Trump 2.0 is expected to pull the world’s largest economy out of the Paris Agreement that set binding national commitments for climate action, just as Trump 1.0 had done. The president-elect has already picked Vivek Ramaswamy, who has criticised big companies for basing business strategy around climate change concerns, to co-head a new department of government efficiency.

This would diddle calculations on how much the richer and historically polluting countries should pay to help the poorer ones. That is the main agenda at COP29—to push for a new global climate finance deal “right from the start”, as UN climate chief Simon Stiell put it. Work on the front has been anaemic and tangled in technical red tape till now. Developed countries have been able to raise only a small part of the $100 billion they pledged to mobilise every year at Copenhagen 2009 to help developing countries’ climate action.
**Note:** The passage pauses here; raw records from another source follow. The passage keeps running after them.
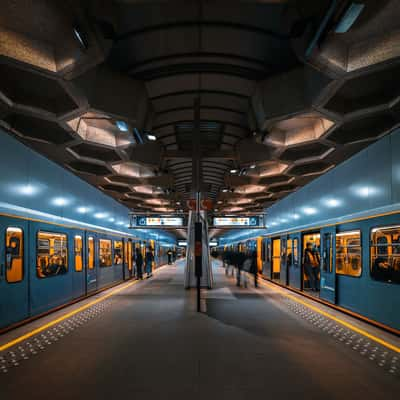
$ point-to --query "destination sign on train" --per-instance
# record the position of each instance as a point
(159, 221)
(236, 221)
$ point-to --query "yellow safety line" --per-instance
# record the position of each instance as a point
(338, 320)
(64, 317)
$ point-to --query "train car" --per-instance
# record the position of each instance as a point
(357, 265)
(49, 265)
(60, 238)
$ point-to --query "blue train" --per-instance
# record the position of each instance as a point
(60, 238)
(349, 218)
(47, 265)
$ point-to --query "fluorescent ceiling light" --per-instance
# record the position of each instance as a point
(349, 17)
(122, 126)
(80, 38)
(60, 201)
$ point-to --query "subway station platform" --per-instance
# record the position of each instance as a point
(145, 340)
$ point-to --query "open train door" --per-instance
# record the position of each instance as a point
(293, 261)
(14, 274)
(328, 270)
(285, 248)
(91, 267)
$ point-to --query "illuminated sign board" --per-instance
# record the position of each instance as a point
(159, 221)
(236, 221)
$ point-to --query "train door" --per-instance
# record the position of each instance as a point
(14, 271)
(293, 261)
(283, 274)
(328, 273)
(128, 270)
(78, 270)
(267, 266)
(276, 258)
(91, 268)
(311, 262)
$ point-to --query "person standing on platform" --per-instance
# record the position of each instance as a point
(139, 263)
(169, 254)
(310, 266)
(173, 255)
(149, 262)
(253, 267)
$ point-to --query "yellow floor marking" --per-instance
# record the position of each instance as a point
(63, 317)
(336, 319)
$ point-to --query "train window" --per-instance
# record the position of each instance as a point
(14, 255)
(105, 253)
(296, 252)
(118, 252)
(276, 258)
(90, 252)
(262, 244)
(385, 254)
(129, 254)
(78, 253)
(327, 253)
(289, 252)
(51, 254)
(268, 255)
(348, 253)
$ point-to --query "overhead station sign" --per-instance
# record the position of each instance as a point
(236, 221)
(159, 221)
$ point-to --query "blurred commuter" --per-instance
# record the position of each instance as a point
(173, 255)
(149, 262)
(139, 263)
(239, 259)
(169, 254)
(253, 267)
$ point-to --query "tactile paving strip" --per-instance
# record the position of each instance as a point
(385, 358)
(36, 344)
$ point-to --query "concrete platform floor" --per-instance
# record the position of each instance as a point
(150, 343)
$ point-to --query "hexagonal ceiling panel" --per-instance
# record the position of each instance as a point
(197, 90)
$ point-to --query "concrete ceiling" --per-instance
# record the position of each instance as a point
(283, 96)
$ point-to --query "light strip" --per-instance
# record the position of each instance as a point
(53, 217)
(338, 320)
(348, 233)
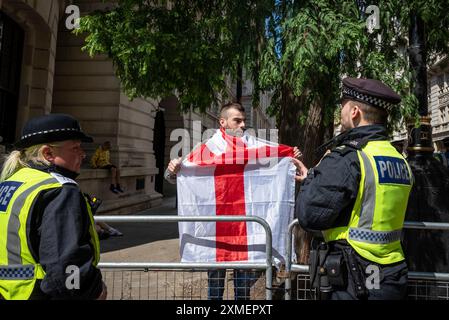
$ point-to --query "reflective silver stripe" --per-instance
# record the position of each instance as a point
(378, 237)
(369, 195)
(13, 240)
(17, 272)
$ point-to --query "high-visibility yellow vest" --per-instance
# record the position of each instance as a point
(18, 268)
(376, 222)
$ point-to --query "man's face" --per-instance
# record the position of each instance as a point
(234, 123)
(346, 115)
(69, 155)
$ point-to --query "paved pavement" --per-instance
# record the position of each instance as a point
(155, 242)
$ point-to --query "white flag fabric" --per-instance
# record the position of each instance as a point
(244, 176)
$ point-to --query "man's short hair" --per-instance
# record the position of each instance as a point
(231, 105)
(371, 114)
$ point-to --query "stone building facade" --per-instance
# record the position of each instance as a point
(43, 70)
(57, 77)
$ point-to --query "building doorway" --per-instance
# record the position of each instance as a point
(11, 50)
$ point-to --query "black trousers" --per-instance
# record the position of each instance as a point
(392, 282)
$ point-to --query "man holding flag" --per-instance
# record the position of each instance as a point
(225, 176)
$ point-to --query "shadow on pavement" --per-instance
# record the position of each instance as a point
(135, 234)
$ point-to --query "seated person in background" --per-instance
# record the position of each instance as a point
(101, 160)
(105, 231)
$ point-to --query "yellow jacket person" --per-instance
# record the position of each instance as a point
(48, 245)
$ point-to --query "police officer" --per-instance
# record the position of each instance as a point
(357, 197)
(48, 245)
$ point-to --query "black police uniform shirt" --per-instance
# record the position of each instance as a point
(327, 196)
(59, 236)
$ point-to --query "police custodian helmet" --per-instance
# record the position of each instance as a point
(51, 128)
(370, 91)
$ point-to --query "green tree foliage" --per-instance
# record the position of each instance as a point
(291, 47)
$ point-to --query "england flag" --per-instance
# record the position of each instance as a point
(242, 176)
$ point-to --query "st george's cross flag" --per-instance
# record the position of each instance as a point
(243, 176)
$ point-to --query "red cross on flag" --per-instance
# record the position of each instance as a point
(241, 176)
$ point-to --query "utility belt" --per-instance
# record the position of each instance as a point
(330, 265)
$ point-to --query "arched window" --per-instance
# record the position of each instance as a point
(11, 48)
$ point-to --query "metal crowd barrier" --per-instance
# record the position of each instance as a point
(267, 266)
(412, 275)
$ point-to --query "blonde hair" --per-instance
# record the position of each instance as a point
(17, 160)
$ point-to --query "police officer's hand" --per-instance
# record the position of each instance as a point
(174, 166)
(296, 153)
(104, 293)
(301, 170)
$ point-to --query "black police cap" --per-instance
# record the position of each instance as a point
(51, 128)
(370, 91)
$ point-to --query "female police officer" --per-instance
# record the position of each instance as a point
(48, 245)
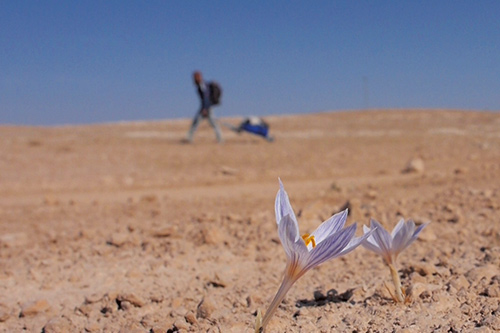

More pious pledges have been made at Baku 2024: a group of 10 multilateral development banks have said they will raise climate finance to low- and middle-income countries to $120 billion a year by 2030; the Asian Development Bank plans to invest $7.2 billion more in climate-related projects. These are loans debt-burdened poorer nations may not be able to afford.

The home truth is that India should work towards its own climate goals while seeking fair compensation from others who have brought things to such a pass. The 2022 report of the UN’s Intergovernmental Panel on Climate Change explained why South Asia, one of the most densely populated parts of the world, is one of the most vulnerable to climate change. The implications are immense. Apart from the government, India Inc must move faster towards building a more sustainable, climate-resilient future.